Yesterday, Gallup released data showing that Obama returned to pre-debate levels over their last two days of interviews, suggesting that Romney’s bounce had already come and gone. Similarly, today’s Gallup poll seems to suggest that Obama’s strong showings are continuing.
There are other hints that Obama has fared better in interviews conducted after October 5th than he did immediately after the debates.

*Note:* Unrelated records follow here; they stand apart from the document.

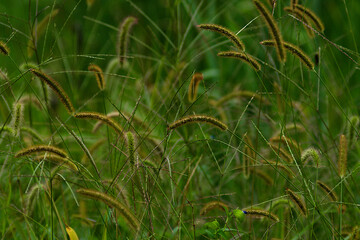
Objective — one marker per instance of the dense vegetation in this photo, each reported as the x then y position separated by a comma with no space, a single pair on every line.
179,119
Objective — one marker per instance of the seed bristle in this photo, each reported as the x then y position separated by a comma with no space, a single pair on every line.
56,87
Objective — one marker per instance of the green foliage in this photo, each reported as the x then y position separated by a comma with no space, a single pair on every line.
162,156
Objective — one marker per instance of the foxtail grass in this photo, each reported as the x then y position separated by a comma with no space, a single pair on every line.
193,86
295,198
343,149
327,190
98,75
123,38
243,57
56,87
41,148
4,49
293,50
122,209
257,213
273,29
105,119
312,17
198,119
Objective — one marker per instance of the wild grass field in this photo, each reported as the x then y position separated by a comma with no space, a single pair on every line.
183,119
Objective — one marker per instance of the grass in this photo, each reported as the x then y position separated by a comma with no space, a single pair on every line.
272,174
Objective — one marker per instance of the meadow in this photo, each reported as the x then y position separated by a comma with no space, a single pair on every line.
179,119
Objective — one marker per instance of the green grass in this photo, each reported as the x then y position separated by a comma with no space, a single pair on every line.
192,181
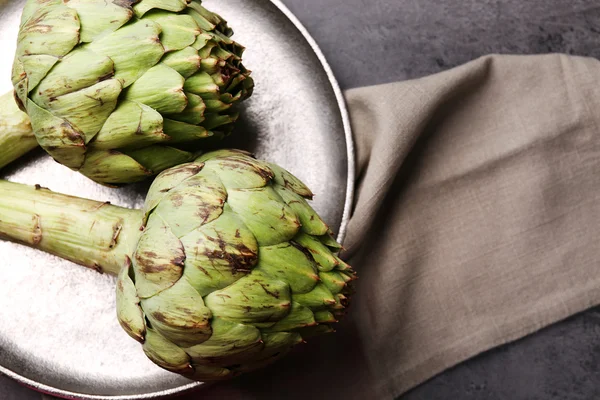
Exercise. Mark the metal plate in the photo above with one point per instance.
(59, 333)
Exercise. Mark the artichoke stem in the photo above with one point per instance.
(94, 234)
(16, 136)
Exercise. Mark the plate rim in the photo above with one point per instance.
(348, 204)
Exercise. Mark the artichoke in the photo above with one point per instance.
(230, 270)
(122, 90)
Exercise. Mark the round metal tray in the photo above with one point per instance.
(59, 332)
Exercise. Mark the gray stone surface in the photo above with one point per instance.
(377, 41)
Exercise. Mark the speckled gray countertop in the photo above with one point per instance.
(377, 41)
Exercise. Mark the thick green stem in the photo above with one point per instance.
(16, 136)
(93, 234)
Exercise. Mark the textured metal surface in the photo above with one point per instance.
(59, 332)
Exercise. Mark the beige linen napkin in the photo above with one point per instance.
(477, 221)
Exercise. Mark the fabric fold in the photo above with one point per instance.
(477, 210)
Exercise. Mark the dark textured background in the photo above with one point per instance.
(377, 41)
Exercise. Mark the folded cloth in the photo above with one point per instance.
(476, 223)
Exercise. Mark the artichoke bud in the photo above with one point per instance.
(225, 278)
(142, 83)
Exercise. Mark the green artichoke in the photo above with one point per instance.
(230, 270)
(121, 90)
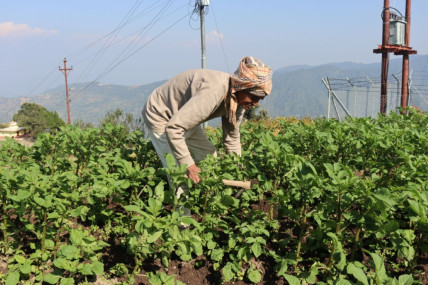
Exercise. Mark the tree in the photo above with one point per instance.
(37, 119)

Perhaps it was the waning memory of the debate or Friday’s jobs numbers, but there is a case that Obama has performed better in national and battleground surveys (I decided to exclude neurotic polls of MA) where the majority of interviews appear to have been conducted on October 6th or later than those where most interviews were conducted on October 4th or 5th.
And these are not the only polls suggesting that Obama might have rebounded from his post-debate nadir. Over the last twenty-four hours, CNN shows Obama leading by four points in Ohio, while PPP actually shows Obama making gains in Minnesota. And while Rasmussen suggests that Romney has made gains in Pennsylvania, nearly all of their other state polls show the president performing well in the battleground states since Sunday. Similarly, PPP suggested that their interviews on Saturday and Sunday were quite strong for the president and the ABC/Washington Post favorability poll found Obama and Romney near pre-debate levels, with the exception of a very strong night of interviews for Romney on the Thursday following the debates.
But! The picture isn’t nearly as clear as I just made it seem. Neither Rasmussen nor Reuters/Ipsos show Obama making gains over the last few days and Reuters/Ipsos actually finds Obama continuing to slide in today’s survey, which was conducted entirely after October 5th. And most of the reason why Obama appears to be performing better over the last few days is due to Rasmussen surveys in Colorado, Iowa, and New Hampshire, but Rasmussen’s pre-DNC surveys were unrealistically poor for the president, making the most recent surveys look better. If one excludes the Rasmussen state surveys, Romney has gained an average of 4 points in post-October 5th polls compared to 6.4 points before October 5, with polls like the Washington Times/Zogby showing Romney holding onto big gains.
So although Gallup, CNN, PPP, YouGov/Economist are consistent with the idea that the Romney’s bounce receded, Zogby, ARG, and Reuters/Ipsos do not point toward movement in Obama’s direction, while Rasmussen suggests that both Romney never received a bounce and that Obama hasn’t gained over the weekend. In the aggregate, it looks like Romney’s bounce has subsided a bit, but a few more days of data will help resolve whether Romney’s bounce is largely intact.